1. A self-training method of an intelligent camera model is characterized by comprising the following steps:

2. The smart camera model self-training method of claim 1, wherein a weight channel for outputting a reliable weight is added to a network output layer, and the S30 includes:

3. The smart camera model self-training method of claim 2, wherein each round of training includes a plurality of training batchs, in the S30, the training sample set includes a preset first sample set and a locally acquired second sample set, each positive sample corresponding to a sample belonging to the second sample set in each training batch is sorted according to a reliable weight, and a reliable weight sequence is output.

4. The smart camera model self-training method of claim 3, wherein the S30 comprises:

5. The smart camera model self-training method of claim 3, wherein in each training batch, when the positive sample belongs to the first sample set, the second loss function further comprises a first supervision function of a weight channel, and the S32 comprises:

s322: according to each reliable weight and the first supervision function

Performing the current training batch through the second loss function;

6. The smart camera model self-training method of any one of claims 3 to 5, wherein in each training batch, when a positive sample belongs to a second sample set, the second loss function further comprises a second supervision function of a weight channel, and the S32 comprises:

s325: according to each of said high reliability weights, by formula

S326: according to each of said low reliable weights, by formula

Performing the current training batch through the second loss function;

7. A method for optimizing an intelligent camera detection model by using edge calculation, comprising the intelligent camera model self-training method of any one of claims 1 to 6.
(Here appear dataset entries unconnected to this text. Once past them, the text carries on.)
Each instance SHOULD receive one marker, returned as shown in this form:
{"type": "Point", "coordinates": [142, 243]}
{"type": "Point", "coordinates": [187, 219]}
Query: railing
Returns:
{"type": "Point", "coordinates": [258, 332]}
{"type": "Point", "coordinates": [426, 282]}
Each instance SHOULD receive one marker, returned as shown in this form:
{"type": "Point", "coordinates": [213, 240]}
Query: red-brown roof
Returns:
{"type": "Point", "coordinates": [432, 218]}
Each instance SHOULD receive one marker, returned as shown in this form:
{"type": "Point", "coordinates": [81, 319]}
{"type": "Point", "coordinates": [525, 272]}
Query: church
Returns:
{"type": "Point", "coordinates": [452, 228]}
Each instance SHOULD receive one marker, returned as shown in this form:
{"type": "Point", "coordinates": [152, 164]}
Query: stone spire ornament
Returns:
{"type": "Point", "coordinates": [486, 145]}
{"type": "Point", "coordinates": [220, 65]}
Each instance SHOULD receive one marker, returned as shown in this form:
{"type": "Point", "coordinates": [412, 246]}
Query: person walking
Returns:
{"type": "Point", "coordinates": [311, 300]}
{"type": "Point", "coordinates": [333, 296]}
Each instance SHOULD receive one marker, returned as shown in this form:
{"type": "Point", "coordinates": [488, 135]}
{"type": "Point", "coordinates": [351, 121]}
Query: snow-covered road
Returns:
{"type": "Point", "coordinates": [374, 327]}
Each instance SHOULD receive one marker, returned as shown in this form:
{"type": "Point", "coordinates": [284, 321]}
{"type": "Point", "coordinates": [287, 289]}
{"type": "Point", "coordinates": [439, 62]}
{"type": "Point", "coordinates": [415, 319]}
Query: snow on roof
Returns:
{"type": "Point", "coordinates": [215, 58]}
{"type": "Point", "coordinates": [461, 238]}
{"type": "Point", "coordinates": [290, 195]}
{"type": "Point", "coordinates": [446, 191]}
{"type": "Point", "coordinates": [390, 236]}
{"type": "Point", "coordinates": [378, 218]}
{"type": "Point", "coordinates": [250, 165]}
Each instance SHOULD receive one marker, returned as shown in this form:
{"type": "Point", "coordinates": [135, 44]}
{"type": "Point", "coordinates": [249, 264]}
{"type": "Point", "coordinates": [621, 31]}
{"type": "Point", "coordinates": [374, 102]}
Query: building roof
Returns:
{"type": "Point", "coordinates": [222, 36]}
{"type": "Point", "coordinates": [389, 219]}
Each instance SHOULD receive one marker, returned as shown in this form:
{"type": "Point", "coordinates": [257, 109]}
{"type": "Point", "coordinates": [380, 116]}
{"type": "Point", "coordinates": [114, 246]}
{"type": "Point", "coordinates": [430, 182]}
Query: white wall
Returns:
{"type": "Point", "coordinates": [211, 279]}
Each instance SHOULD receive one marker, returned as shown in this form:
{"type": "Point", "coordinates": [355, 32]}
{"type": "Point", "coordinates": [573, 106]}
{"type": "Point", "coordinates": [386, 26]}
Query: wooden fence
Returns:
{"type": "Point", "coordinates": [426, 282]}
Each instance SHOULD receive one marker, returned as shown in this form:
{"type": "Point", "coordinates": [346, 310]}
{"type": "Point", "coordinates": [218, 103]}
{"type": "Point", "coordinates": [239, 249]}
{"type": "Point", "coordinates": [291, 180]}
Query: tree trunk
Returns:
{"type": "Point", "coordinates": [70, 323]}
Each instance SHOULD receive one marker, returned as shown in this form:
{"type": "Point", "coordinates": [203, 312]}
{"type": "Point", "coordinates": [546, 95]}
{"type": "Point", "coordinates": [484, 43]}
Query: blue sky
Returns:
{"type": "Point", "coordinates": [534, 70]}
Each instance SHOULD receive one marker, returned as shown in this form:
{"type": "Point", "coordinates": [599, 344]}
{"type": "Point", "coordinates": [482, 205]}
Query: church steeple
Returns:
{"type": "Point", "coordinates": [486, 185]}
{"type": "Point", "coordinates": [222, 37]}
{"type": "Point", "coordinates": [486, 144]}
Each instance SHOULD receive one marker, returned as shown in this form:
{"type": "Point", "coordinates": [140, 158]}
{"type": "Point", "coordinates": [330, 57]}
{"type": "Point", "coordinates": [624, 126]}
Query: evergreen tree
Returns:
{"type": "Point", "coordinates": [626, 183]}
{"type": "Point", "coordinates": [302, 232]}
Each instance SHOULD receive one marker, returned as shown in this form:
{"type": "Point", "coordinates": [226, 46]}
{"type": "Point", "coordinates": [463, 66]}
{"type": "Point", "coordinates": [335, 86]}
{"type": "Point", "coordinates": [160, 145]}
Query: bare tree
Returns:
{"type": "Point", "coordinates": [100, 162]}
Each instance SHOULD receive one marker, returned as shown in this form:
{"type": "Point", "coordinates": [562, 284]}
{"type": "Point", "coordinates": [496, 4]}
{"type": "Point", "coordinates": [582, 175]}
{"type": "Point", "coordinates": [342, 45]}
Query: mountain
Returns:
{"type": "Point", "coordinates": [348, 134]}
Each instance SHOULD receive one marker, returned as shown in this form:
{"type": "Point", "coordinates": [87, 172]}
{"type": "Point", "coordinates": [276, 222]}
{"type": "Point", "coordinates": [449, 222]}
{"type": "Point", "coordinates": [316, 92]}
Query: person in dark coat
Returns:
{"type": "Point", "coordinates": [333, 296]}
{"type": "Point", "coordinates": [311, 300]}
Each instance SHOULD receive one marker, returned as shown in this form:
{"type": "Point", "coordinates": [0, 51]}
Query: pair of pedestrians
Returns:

8. The utility model provides an intelligence camera model is from trainer which characterized in that includes:

9. An electronic device, comprising: at least one processor, at least one memory, and computer program instructions stored in the memory that, when executed by the processor, implement the method of any of claims 1-7.

10. A storage medium having computer program instructions stored thereon, which when executed by a processor implement the method of any one of claims 1-7.